Wednesday 11 October 2017

Review: Summer at Bluebell Bank

Summer at Bluebell Bank Summer at Bluebell Bank by Jen Mouat
My rating: 4 of 5 stars

Three and a half stars

I see this is billed as a charming romance, I must have read a slightly different book to that reviewer!

Kate Vincent is living the dream in New York, a flashy job in advertising, a wealthy boyfriend and evenings filled with dinners with friends. Then an email arrives from her best friend Emily, a best friend she has neither seen or spoken to in years, begging her to come back to Scotland, back to Galloway and the house where they spent so much of their childhood, Bluebell Bank.

Emily Cotton and her large family were the mainstay of Kate’s life, the security and love for a young girl whose mother found comfort in the bottle and her unsuitable boyfriends. Emily and her brothers Dab, Alastair, Noah and Fergus together with their parents Jonathan and Melanie and their grandmother Lena looked after that sad, frightened little girl and nursed her broken heart when her first love, Luke, broke her heart into a million pieces.

When Kate returns to Scotland she finds that things are very different now. Emily is divorced, depressed and has bought a barn which she intends to turn into a book shop, but has yet to do anything more that sit and read books in the cavernous space. Lena has Alzheimer’s and can’t be left unsupervised for long.

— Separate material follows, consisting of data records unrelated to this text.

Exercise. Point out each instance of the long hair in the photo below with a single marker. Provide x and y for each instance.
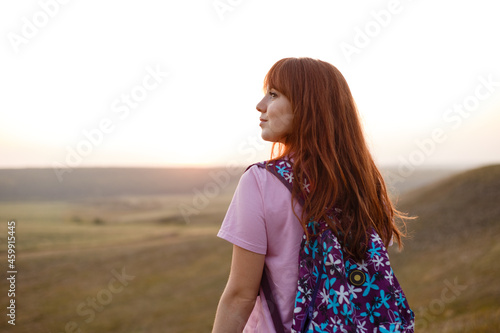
(329, 149)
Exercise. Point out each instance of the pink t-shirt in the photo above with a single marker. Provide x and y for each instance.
(260, 219)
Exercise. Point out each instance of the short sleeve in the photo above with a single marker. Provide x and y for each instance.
(244, 224)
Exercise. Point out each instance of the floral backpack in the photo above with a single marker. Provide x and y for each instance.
(337, 294)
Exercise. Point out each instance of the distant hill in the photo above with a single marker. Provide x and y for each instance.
(449, 267)
(43, 184)
(456, 206)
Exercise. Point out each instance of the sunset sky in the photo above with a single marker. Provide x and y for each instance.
(175, 83)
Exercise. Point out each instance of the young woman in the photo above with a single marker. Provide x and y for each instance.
(310, 115)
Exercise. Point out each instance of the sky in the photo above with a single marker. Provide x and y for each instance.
(175, 83)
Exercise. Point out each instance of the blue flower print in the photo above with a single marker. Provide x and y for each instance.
(369, 283)
(401, 300)
(370, 313)
(281, 170)
(333, 303)
(374, 250)
(382, 300)
(394, 328)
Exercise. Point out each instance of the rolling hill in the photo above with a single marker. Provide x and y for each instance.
(450, 266)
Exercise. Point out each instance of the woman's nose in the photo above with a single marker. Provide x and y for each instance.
(261, 107)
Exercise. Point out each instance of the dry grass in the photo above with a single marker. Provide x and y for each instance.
(180, 270)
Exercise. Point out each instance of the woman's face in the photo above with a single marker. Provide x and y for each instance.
(276, 116)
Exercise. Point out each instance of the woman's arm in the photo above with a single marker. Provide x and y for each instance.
(238, 299)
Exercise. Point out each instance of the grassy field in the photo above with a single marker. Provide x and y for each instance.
(134, 264)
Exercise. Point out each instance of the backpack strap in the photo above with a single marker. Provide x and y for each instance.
(282, 169)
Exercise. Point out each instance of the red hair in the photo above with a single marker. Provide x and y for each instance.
(329, 149)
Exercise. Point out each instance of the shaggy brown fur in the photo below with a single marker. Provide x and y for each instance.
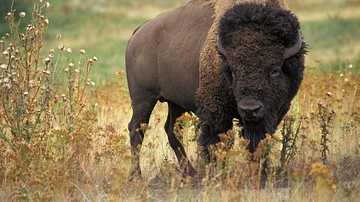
(174, 58)
(209, 58)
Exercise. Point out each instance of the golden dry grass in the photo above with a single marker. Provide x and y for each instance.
(87, 157)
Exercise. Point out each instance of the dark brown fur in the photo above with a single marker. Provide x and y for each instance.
(163, 63)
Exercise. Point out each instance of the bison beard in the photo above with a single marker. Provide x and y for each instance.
(255, 132)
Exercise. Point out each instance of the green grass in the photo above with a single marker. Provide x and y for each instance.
(332, 29)
(87, 156)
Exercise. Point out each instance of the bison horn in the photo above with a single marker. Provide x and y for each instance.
(221, 49)
(294, 48)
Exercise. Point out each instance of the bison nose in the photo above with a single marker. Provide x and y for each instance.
(250, 109)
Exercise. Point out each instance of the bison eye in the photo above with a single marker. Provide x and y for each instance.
(275, 72)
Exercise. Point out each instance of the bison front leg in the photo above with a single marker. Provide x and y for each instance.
(211, 126)
(185, 165)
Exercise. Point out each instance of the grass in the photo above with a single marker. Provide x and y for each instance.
(76, 147)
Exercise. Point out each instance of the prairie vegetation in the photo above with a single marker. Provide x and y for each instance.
(64, 110)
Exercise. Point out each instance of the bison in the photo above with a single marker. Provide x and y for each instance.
(242, 60)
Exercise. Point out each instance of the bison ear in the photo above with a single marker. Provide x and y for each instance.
(220, 47)
(292, 50)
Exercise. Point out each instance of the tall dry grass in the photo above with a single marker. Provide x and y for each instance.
(63, 140)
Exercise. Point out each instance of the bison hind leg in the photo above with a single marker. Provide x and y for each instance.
(142, 107)
(175, 111)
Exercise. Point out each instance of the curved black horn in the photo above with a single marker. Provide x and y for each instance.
(292, 50)
(220, 47)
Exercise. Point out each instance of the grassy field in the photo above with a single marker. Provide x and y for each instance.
(70, 143)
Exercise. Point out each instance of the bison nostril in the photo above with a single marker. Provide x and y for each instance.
(251, 109)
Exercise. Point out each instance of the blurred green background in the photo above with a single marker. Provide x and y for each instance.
(102, 28)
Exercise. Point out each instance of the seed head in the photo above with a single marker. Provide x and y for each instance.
(22, 14)
(47, 60)
(3, 66)
(68, 50)
(46, 21)
(61, 47)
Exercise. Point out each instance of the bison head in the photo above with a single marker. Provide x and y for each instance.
(263, 61)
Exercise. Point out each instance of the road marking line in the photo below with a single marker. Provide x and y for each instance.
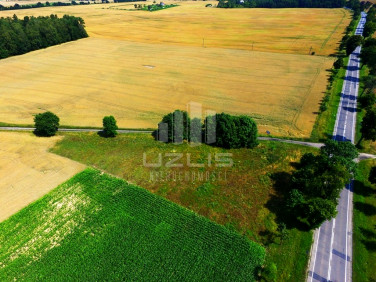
(331, 248)
(347, 224)
(317, 246)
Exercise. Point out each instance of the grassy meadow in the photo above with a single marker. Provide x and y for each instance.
(97, 227)
(28, 170)
(138, 65)
(245, 198)
(364, 245)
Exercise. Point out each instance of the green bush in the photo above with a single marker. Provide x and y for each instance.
(109, 126)
(46, 124)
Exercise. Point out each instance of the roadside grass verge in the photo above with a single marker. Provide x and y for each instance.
(238, 197)
(364, 263)
(97, 227)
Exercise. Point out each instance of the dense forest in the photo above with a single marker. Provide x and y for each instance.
(21, 36)
(287, 3)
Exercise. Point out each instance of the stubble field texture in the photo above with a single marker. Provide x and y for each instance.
(138, 65)
(28, 170)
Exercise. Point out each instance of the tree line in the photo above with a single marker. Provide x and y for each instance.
(367, 98)
(221, 130)
(32, 33)
(36, 5)
(281, 3)
(315, 186)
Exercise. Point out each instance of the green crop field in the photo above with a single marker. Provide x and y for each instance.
(245, 198)
(97, 227)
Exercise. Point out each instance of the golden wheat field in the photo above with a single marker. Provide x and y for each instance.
(28, 170)
(138, 65)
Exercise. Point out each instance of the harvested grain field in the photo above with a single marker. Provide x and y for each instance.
(28, 170)
(139, 65)
(266, 30)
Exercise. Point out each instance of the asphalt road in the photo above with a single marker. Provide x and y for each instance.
(16, 128)
(331, 253)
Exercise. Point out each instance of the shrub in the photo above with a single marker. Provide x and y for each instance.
(109, 126)
(46, 124)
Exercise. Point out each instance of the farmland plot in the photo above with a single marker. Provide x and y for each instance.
(139, 65)
(28, 170)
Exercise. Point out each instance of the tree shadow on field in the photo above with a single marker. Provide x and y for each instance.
(277, 202)
(363, 190)
(367, 209)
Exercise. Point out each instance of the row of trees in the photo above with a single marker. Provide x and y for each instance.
(222, 130)
(32, 33)
(281, 3)
(32, 6)
(367, 98)
(47, 124)
(318, 181)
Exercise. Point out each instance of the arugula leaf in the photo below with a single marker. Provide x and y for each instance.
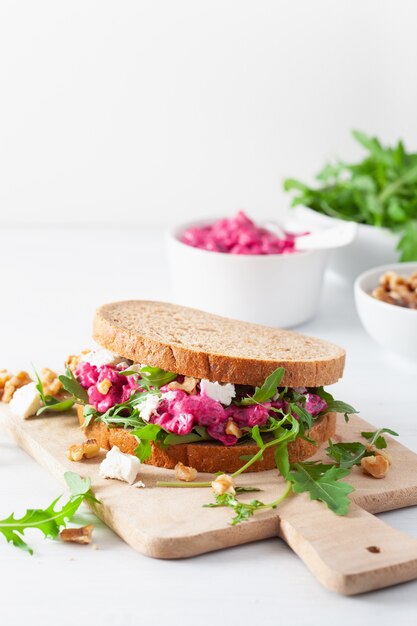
(71, 384)
(49, 402)
(49, 521)
(346, 454)
(323, 483)
(304, 416)
(337, 406)
(407, 246)
(380, 190)
(268, 389)
(156, 377)
(377, 440)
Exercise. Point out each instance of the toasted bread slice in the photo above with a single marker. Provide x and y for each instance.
(191, 342)
(211, 457)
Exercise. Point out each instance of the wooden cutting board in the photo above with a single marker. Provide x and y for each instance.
(350, 554)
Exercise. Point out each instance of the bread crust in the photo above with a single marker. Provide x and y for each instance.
(194, 343)
(210, 457)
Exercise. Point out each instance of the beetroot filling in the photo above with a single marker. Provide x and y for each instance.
(178, 412)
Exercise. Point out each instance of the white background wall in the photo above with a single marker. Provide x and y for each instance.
(153, 111)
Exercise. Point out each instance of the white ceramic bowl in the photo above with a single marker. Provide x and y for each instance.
(393, 327)
(372, 246)
(276, 289)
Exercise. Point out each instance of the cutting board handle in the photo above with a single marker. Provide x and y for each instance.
(350, 554)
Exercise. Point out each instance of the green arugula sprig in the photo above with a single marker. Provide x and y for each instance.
(348, 454)
(323, 482)
(380, 190)
(49, 521)
(60, 405)
(245, 510)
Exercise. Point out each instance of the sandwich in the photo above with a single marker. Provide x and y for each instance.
(170, 385)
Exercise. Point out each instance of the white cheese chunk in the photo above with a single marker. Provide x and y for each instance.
(148, 406)
(100, 357)
(26, 401)
(120, 466)
(217, 391)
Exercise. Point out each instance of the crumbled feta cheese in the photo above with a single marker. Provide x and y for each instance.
(100, 357)
(169, 395)
(217, 391)
(148, 406)
(120, 466)
(26, 401)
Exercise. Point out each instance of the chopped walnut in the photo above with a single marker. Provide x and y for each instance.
(104, 386)
(86, 450)
(77, 535)
(233, 429)
(223, 484)
(399, 290)
(13, 383)
(189, 384)
(50, 382)
(185, 473)
(377, 466)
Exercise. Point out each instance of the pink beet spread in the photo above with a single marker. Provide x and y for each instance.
(238, 235)
(179, 412)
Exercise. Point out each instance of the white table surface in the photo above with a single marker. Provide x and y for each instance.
(51, 281)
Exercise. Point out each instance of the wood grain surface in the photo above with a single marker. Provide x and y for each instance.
(350, 554)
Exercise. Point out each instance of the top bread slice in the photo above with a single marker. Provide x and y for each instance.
(194, 343)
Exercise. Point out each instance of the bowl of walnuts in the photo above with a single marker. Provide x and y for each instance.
(386, 301)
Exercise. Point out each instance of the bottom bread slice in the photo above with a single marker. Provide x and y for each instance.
(211, 457)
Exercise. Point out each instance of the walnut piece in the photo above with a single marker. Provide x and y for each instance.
(233, 429)
(189, 384)
(50, 382)
(399, 290)
(15, 382)
(86, 450)
(77, 535)
(376, 465)
(4, 377)
(185, 473)
(223, 484)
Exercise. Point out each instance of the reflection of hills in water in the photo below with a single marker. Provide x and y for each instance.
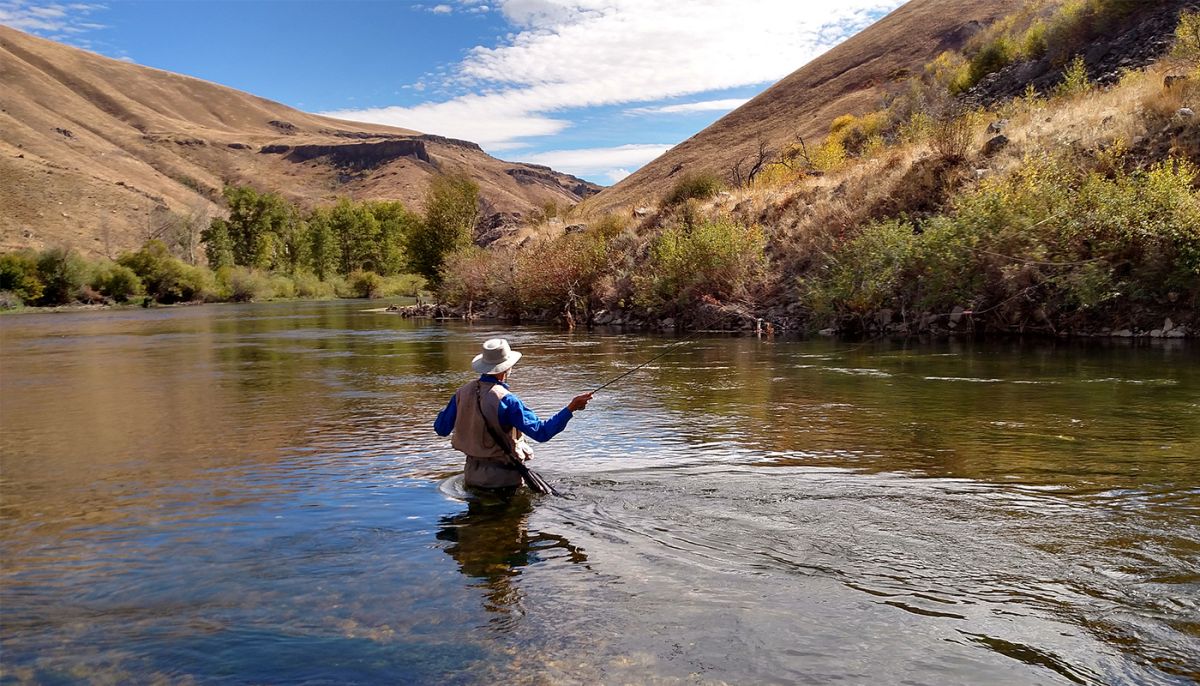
(202, 489)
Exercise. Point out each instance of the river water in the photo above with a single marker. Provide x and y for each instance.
(253, 494)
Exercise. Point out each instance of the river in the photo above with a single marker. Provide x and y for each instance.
(253, 494)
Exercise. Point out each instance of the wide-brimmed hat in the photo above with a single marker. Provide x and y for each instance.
(496, 357)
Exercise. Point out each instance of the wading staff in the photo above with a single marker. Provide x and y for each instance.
(531, 477)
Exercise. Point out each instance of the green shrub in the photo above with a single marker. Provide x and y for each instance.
(403, 284)
(562, 275)
(1187, 37)
(700, 186)
(166, 278)
(115, 282)
(365, 284)
(10, 300)
(721, 259)
(63, 272)
(991, 58)
(18, 275)
(282, 287)
(466, 276)
(243, 284)
(868, 272)
(309, 286)
(451, 209)
(1074, 79)
(1053, 239)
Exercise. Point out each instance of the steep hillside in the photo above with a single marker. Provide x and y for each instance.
(851, 78)
(97, 154)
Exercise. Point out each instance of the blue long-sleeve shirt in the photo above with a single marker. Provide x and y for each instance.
(513, 414)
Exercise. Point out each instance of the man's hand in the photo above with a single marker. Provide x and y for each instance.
(579, 402)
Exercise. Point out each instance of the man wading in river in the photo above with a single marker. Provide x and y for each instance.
(484, 408)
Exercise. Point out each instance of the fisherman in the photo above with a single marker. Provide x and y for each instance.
(486, 407)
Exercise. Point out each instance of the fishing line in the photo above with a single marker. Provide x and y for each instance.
(659, 356)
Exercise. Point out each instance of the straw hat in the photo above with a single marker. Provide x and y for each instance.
(496, 357)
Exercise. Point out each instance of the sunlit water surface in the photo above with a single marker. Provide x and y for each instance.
(255, 494)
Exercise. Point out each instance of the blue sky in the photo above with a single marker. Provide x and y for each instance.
(595, 88)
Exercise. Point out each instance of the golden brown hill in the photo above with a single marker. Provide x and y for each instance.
(99, 154)
(852, 78)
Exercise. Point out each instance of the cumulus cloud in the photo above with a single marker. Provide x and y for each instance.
(573, 54)
(54, 20)
(725, 104)
(599, 161)
(617, 175)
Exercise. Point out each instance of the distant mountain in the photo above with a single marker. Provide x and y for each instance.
(852, 78)
(97, 154)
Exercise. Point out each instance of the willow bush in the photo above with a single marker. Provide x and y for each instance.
(1053, 235)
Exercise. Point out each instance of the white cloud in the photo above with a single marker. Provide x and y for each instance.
(693, 107)
(570, 54)
(617, 175)
(48, 18)
(495, 122)
(594, 162)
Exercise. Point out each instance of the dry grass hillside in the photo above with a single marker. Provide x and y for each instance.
(851, 78)
(99, 155)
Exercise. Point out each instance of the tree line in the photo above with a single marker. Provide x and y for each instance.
(265, 232)
(267, 247)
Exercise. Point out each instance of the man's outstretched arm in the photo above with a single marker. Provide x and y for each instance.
(514, 413)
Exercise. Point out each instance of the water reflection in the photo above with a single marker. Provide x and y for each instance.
(491, 542)
(247, 492)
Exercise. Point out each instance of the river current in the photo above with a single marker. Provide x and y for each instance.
(255, 494)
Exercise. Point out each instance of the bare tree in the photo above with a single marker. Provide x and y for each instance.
(750, 166)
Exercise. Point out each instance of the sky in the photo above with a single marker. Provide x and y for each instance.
(594, 88)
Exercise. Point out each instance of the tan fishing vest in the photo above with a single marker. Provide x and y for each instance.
(471, 434)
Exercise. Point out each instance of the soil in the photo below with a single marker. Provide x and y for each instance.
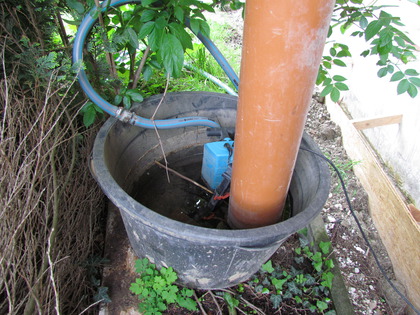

Noah was expelled from school for crimes as yet unknown, Fergus is in Australia, Ally is in Edinburgh and Dan is married with a baby on the way. Everyone has secrets, explosive damaging secrets to reveal, things that have remained buried for years and they are festering, causing rifts between family and friends. And there is as much anger, betrayal, jealousy and sorrow as love mixed up in Kate’s feelings for the Cottons and their’s for her. The whole family seems to place such high expectations on Kate’s return, as if this woman with abandonment issues is more together than a close-knit family …

Then Luke returns to renovate his father’s old cottage and Kate must look deep into her heart and decide what she truly wants. Is it Ben her boyfriend, is it Dan, her best friend’s brother that she was in love with for most of her childhood, or is it Luke, her first love who broke her heart? But Kate can’t make her decisions until all the secrets have been revealed.

Half of me loved the way that so many of the secrets were teased and hinted at throughout the book, that delicious anticipation of when the truth will be revealed. The other half was exasperated, feeling that there was absolutely no need. I had similar feelings about Kate and Emily and Dan – all three of them at times were so selfish, so centred on their own feelings, their own desires, that they rode roughshod over other people. Frankly I had a hard time liking Kate.

I would most definitely classify this as women’s fiction, the real story is the friendship between Emily and Kate, how the secrets they have kept from each other may break the friendship that they are forging anew. How jealousy can lead to destructive behaviour and burying your head in the sand is never the answer.

I enjoyed this book but I didn’t like it. I didn’t feel it was uplifting, more cathartic.

I received a free copy of this book from the publisher via NetGalley in return for an honest review.